Fermented asparagus pickles are a remarkable culinary creation that not only dazzle with their flavor but also captivate with their visually appealing appearance. This recipe presents a simple and straightforward method for transforming fresh asparagus spears into delectable pickles that are sure to impress. The fermentation process adds depth to the flavor profile, while the presentation of the pickles resembles a work of food art. With a yield of approximately 1 quart, these pickles are perfect for sharing at potlucks or as a stunning addition to any meal.
With this recipe, you have the opportunity to showcase your culinary prowess by creating pickled asparagus spears that are both visually stunning and bursting with flavor. Whether served as an appetizer, a side dish, or as part of a charcuterie board, these fermented asparagus pickles are bound to leave a lasting impression on all who have the pleasure of enjoying them. So, gather your ingredients, follow the steps carefully, and indulge in the delightful world of homemade fermented pickles.
YIELD: About 1 quart
(fermentation vessel: 1 quart)
INGREDIENTS:
- 1–2 pounds asparagus spears
- 3–4 cloves garlic
- 1 teaspoon black peppercorns
- ½ teaspoon chile pepper flakes
- 1 bay leaf
- 3–4 dried red chiles (cayenne for heat, sweet for mild)
- 1 grape leaf (optional)
- 2–3 cups Cucumber Brine (¾ cup unrefined sea salt to 1 gallon unchlorinated water)
INSTRUCTIONS:
- Start by snapping off the woody ends of the asparagus spears. Cut the spears to fit into a 1-quart jar or crock, leaving approximately 5 inches of length to ensure there is enough room for the brine to cover them. Take the garlic cloves and gently crush them with the flat side of a knife, just enough to break them. In the bottom of the jar or crock, place the black peppercorns, chile pepper flakes, and bay leaf. Arrange the asparagus spears upright, inserting the garlic cloves and dried chiles between the spears. If using, place the grape leaf on top of the spears.
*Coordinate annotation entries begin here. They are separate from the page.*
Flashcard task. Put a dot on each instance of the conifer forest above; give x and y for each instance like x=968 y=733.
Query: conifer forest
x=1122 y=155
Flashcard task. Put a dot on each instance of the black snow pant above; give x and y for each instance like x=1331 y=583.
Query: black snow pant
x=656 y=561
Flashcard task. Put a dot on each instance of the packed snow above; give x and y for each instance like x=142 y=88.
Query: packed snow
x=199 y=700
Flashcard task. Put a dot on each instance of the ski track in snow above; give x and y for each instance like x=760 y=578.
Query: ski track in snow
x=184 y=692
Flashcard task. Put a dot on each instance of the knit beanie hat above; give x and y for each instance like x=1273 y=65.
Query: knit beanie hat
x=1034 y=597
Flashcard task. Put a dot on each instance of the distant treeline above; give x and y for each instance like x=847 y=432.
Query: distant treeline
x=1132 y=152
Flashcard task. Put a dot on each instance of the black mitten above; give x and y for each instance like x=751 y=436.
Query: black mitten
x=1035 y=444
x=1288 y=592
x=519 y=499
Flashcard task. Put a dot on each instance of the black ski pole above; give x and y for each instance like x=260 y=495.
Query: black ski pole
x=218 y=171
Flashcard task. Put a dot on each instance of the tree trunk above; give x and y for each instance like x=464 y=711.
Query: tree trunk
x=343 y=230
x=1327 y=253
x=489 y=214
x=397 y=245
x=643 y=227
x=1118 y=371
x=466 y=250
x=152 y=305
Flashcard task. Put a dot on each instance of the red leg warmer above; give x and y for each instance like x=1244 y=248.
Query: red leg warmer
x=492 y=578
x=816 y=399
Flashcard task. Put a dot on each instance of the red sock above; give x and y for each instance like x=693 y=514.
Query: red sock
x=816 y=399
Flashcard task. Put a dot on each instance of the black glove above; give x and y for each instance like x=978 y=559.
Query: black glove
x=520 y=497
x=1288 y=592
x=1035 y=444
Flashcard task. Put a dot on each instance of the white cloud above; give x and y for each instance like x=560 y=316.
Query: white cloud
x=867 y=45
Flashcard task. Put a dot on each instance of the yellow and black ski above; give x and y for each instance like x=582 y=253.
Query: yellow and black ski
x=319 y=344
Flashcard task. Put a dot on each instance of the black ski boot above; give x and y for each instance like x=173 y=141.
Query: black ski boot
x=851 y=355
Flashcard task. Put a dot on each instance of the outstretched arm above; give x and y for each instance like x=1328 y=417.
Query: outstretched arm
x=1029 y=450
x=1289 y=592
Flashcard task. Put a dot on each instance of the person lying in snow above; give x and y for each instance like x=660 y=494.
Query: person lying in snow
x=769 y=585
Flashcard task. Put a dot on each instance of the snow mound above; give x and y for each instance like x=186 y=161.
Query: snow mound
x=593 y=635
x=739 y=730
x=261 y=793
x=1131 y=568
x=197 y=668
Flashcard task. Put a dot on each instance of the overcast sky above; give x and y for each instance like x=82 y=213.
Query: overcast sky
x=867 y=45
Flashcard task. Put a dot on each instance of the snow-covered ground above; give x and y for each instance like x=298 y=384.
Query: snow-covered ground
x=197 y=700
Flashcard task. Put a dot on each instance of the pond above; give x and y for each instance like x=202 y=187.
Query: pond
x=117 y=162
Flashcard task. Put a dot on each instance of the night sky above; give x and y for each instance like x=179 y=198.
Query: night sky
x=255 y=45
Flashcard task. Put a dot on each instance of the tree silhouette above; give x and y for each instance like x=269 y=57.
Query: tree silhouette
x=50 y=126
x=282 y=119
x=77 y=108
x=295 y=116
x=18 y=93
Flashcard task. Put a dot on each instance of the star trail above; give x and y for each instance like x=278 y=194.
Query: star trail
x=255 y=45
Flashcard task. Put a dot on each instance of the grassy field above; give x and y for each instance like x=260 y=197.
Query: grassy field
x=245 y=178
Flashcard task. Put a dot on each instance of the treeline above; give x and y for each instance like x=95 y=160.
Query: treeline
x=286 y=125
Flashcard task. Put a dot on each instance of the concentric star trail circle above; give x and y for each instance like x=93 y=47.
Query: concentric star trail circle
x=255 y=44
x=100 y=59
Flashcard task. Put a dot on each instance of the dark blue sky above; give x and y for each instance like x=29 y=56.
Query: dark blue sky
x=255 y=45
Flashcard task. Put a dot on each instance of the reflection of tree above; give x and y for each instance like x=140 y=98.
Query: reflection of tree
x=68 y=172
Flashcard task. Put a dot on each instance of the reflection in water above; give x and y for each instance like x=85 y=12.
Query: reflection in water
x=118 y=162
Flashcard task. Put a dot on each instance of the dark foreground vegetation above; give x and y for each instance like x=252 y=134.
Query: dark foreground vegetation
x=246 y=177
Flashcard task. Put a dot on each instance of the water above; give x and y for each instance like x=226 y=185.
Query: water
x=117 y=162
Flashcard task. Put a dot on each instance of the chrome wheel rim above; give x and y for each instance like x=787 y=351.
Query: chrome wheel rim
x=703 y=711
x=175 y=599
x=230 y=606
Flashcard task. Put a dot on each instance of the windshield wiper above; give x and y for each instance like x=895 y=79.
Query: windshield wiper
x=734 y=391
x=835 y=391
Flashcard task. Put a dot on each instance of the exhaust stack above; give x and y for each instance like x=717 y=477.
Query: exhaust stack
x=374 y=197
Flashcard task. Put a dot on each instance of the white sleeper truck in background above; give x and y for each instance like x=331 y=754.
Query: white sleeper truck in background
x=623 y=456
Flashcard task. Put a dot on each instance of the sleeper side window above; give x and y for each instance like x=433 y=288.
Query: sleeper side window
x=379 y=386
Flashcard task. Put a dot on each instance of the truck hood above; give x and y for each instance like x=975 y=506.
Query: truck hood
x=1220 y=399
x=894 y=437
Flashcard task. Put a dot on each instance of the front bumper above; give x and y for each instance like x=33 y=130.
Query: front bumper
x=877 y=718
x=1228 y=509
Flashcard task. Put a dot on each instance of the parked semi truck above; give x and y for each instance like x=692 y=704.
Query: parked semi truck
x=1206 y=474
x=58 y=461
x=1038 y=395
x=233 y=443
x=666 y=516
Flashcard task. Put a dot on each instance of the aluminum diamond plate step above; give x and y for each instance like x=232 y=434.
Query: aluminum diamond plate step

Pour enough brine into the jar to completely cover the spears and grape leaf. When tightly packed, the spears will stay in place, eliminating the need for a weight that could potentially damage the delicate sprout ends. Loosely cover the jar. Any remaining brine can be stored in the refrigerator for up to a week.
- Set the jar or crock on a baking sheet and place it in a nearby location away from direct sunlight. Allow the asparagus to ferment for 5 to 8 days. Throughout the fermentation period, monitor the brine level and top it off with reserved brine solution if necessary. It is normal to observe scum forming on top, but rest assured, it is generally harmless. If you have any concerns, refer to the appendix for further guidance.
- The pickles are ready when the asparagus spears turn a dull olive green color, and the brine becomes cloudy. Since the goal is to keep all the spears tightly packed in the jar, tasting them at this stage is not necessary. The pickles will have a softened texture, but they should not be mushy. The flavor will be distinctly pickle-like but without an overpowering vinegar taste.
- Transfer the pickles to jars with tightly secured lids and store them in the refrigerator. After approximately 1 day, check to ensure that the pickles are still fully submerged in the brine. If needed, top off with reserved brine to maintain proper coverage. These pickles can be refrigerated and enjoyed for up to 12 months. Over time, the flavor will continue to intensify, creating a more pronounced and delightful taste experience.